Ray Job Progress Tracker

Ray Job Progress Tracker

Hello Team, I would like to build a distributed Ray Job progress tracker to keep track of how many records processed so far, how many successful, how many failed and then show it on the console as the Ray job makes progress.

I have implemented the following solution and would love to get you review and feedback on the implementation. Is there a better, simpler way to do it via the Ray APIs ?

1. Console logging with ProgressReporter (progress_tracker.py)

A ProgressReporter background thread polls the ProgressTracker actor at a configurable interval and logs progress to the console. The actor tracks counts internally; the reporter reads them via get_counts().

Track success/failure counts and throughput across distributed Ray Data map_batches workers.

Architecture

┌─────────────────────┐       increment()         ┌──────────────────────┐
│  map_batches worker │ ──── fire-and-forget ──►  │                      │
├─────────────────────┤                           │   ProgressTracker    │
│  map_batches worker │ ──── fire-and-forget ──►  │   (Ray actor)        │
├─────────────────────┤                           │                      │
│  map_batches worker │ ──── fire-and-forget ──►  │   success, failure,  │
└─────────────────────┘                           │   timestamps         │
                                                  └──────────┬───────────┘
                                                             │
                                                  get_counts() every N sec
                                                             │
                                                             v
                                                  ┌──────────────────────┐
                                                  │  ProgressReporter    │
                                                  │  (background thread) │
                                                  │  logs to console     │
                                                  └──────────────────────┘

There are three components:

  • ProgressTracker — a Ray actor that accumulates success/failure counters. Workers call increment() as fire-and-forget (tracker.increment.remote()), so processing is never blocked by progress bookkeeping.

  • ProgressReporter — a local background thread that polls the tracker at a configurable interval and logs progress (count, percentage, throughput, elapsed time).

  • process_batch — a map_batches-compatible function that processes each batch and reports results back to the tracker.

Design Decisions

Concurrency groups for reads and writes

By default, Ray actors process method calls one at a time in FIFO order. When map_batches workers flood the actor with increment() calls, a get_counts() call from the reporter gets queued behind them and cannot be served until the backlog clears.

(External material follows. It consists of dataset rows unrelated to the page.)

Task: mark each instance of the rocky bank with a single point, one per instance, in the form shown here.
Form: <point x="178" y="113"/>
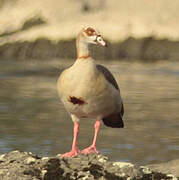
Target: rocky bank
<point x="45" y="29"/>
<point x="18" y="165"/>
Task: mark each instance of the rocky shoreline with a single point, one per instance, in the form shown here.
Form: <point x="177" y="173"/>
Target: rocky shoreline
<point x="18" y="165"/>
<point x="147" y="49"/>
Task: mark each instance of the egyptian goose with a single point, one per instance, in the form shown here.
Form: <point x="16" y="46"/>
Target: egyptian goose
<point x="89" y="90"/>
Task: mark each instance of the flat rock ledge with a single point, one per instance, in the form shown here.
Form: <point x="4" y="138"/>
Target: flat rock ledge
<point x="17" y="165"/>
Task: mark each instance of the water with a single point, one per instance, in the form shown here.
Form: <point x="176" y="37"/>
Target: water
<point x="33" y="119"/>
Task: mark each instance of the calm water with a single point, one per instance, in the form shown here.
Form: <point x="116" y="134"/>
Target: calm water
<point x="33" y="119"/>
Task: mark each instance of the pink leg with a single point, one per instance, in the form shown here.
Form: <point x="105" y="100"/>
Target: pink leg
<point x="92" y="148"/>
<point x="75" y="149"/>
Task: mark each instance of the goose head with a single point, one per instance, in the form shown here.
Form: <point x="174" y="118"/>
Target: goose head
<point x="90" y="35"/>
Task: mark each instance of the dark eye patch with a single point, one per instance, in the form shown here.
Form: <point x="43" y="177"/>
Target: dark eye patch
<point x="90" y="31"/>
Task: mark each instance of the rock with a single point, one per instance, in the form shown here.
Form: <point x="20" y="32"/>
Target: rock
<point x="171" y="167"/>
<point x="37" y="30"/>
<point x="27" y="166"/>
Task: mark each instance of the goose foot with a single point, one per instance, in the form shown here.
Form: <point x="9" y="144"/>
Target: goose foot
<point x="89" y="150"/>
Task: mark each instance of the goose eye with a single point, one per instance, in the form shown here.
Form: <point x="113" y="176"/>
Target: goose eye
<point x="98" y="38"/>
<point x="90" y="31"/>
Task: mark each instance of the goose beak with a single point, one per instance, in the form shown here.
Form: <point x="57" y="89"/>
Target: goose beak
<point x="103" y="43"/>
<point x="100" y="41"/>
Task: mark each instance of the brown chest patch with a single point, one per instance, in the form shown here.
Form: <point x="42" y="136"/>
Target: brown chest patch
<point x="76" y="100"/>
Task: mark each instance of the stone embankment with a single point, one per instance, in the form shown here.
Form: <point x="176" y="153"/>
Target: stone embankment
<point x="18" y="165"/>
<point x="46" y="29"/>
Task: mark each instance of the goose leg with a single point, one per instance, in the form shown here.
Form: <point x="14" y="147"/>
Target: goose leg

This starves the reporter — it only sees results at the very end.

A naive fix like max_concurrency=2 gives the actor a thread pool of 2 threads, but Ray makes no guarantee about which methods land on which threads. Two increment() calls could run simultaneously, and since += is a read-modify-write across multiple bytecodes, concurrent increments would lose updates.

The solution is Ray’s concurrency groups, which pin methods to dedicated thread pools:

@ray.remote(concurrency_groups={"writes": 1, "reads": 1})
class ProgressTracker:
    @ray.method(concurrency_group="writes")
    def increment(self, ...): ...

    @ray.method(concurrency_group="reads")
    def get_counts(self): ...
  • “writes” group (1 thread) — all increment() calls from all workers are serialized through a single thread. No matter how many workers call increment.remote() concurrently, the calls queue within this group and execute one at a time. No updates are lost.
  • “reads” group (1 thread)get_counts() runs on its own dedicated thread, completely independent of the writes queue. The reporter is never starved.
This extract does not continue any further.